North on Ocean Avenue, a turn-of-the-century mercantile building that also served as the Cayucos telephone and post office is filled with American antiques and gifts.

Look for the old (and new) quilts and linens on the main floor, called Remember?, and the balcony level, named Calico Attic. By request you can browse among unrestored antiques on the top floor. Open daily.

A few steps away in the Cayucos Emporium are all sorts of collectibles in Rich Man-Poor Man, a co-op that's always open. A list of the town's antique shops, as well as information from the Cayucos Chamber of Commerce, can be picked up at neighboring Della's, a shop with sports and casual clothing.

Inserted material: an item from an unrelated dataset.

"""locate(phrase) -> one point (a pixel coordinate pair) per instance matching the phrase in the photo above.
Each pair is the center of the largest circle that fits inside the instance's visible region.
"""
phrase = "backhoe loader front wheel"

Several blocks south on Ocean Avenue in a 1920s California bungalow is American Pie Antiques, featuring items from Victorian times plus vintage baseball cards, comic books, bottles, toys, advertising signs and more.

Downtown, Cayucos Drive ends at the Pacific and the fishing pier. You can rent tackle ($3 half a day, $5 all day) and buy bait just up the street at Bill's Sporting Goods. Stop in the Pier Cafe for a home-style meal and look at photos taken half a century ago when the town was a center for abalone.

Oyster Festival

Shellfish is the treat next Sunday as townsfolk and visitors celebrate the Oyster Festival in Veteran's Memorial Building near the pier. From 1 to 5 p.m. platters of oysters, clams and mussels will be served with salad and French bread for $8.

Fish dishes are the specialty at Bill and Carol's Sea Shanty on Ocean Avenue. Along the same street, Flo's Cafe serves breakfast and lunch, including a Sweat Omelette--"because you will after you eat it."

Half a dozen small motels are scattered along Ocean Avenue, with winter rates from $40 to $60. Among them are Cayucos Motel by the Sea, Seaside, Estero Bay, Cypress Tree and Sea Vue.